Along with the rest of the country, the College of William and Mary has hit a bit of a rough patch in the current economic climate. When the Board of Visitors met last Thursday to discuss strategies to balance the budget, the hot topic was how to get the money necessary for the College to continue to operate, as well as how to give faculty their promised raises.
Our faculty has gone without pay raises for three years. Without a salary increase on the horizon, professors have no incentive to remain with the school. The College touts itself as a public Ivy; in order to meet the expectations of that title, we need a stellar faculty.
One suggestion made included raising in-state tuition by 5 percent, a plan that would simply be unable to raise enough extra money. According to the College’s website, undergraduate tuition for an in-state student amounts to $6,566 a semester. In comparison, out-of-state tuition per semester is nearly three times as much at $17,981.
An equal out-of-state increase of 5 percent would be closer to the mark, but I believe the amount of revenue generated from such an increase would not allow the College to remain as competitive on a national level.
The most logical suggestion in my opinion is to not only raise the tuition of out-of-state students, but also raise the state mandated maximum percentage of out-of-state students from 35 percent to at least 40 percent. In order to move on successfully, the College needs to look at how it can to make a top-tier education available to as many people as possible. This means looking beyond the borders of Virginia.

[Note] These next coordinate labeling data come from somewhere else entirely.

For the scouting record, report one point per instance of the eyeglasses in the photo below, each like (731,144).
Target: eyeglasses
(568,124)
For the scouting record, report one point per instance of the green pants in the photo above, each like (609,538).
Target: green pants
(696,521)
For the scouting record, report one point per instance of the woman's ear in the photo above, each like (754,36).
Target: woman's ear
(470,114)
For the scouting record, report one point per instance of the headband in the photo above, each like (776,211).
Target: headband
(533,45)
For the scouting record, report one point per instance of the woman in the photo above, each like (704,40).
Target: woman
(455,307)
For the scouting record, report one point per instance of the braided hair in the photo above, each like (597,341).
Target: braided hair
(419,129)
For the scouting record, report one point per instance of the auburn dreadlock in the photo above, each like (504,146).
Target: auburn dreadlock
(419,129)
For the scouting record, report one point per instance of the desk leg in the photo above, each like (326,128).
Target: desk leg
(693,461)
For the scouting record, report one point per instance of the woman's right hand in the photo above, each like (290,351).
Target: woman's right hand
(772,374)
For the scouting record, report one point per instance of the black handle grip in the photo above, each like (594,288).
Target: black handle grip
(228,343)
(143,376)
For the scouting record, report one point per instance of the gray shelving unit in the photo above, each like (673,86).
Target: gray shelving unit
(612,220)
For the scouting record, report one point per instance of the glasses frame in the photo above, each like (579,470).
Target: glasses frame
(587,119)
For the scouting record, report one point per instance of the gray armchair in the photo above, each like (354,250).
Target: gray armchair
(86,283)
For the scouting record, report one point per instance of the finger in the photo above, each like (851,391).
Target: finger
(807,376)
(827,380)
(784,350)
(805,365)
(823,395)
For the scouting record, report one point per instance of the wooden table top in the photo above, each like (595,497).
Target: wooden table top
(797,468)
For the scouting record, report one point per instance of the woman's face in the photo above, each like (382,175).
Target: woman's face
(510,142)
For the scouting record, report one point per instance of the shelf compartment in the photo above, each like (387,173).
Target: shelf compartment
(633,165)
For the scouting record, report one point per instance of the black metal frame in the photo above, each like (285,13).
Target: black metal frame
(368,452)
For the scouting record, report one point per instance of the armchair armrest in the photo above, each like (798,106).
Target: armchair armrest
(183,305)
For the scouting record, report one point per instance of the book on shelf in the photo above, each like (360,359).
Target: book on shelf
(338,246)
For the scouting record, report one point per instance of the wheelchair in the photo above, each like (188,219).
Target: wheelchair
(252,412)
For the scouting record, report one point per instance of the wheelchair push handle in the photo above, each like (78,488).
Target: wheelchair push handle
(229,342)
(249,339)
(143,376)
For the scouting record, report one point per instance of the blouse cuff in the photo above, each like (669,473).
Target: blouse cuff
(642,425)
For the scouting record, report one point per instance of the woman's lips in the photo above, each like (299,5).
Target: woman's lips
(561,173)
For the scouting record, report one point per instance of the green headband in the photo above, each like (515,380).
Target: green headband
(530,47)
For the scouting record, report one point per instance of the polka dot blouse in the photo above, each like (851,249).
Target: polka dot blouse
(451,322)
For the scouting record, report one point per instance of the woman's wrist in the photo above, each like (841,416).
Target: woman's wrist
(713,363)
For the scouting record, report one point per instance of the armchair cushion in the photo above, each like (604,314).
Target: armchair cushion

Although tuition would be slightly higher for the out-of-state demographic, there are many benefits to accepting more out-of-state students. College funding would increase significantly, allowing us to hire and maintain the best possible staff, retain the small campus atmosphere and be innovators in the pursuit of higher education.
Because of these perks, I believe that we would actually see an increase in the number of applicants to the College even with the slight increase in tuition. Forbes just this year named us the fifth-best public college in the country. I think we can remain competitive with a slight tuition increase.
Astoundingly, some lawmakers want to lower the out-of-state student cap to appease Virginia voters. This would lead to a further reduction of the College’s funding, and, I believe, a decrease in the quality of academics, as well as a likely increase in tuition across the board. The situation would be a lose-lose for in-state and out-of-state students alike. Lawmakers need to seriously re-examine the limits they have imposed on the quality of education within the state with the cap; the very future of higher education in Virginia depends on it.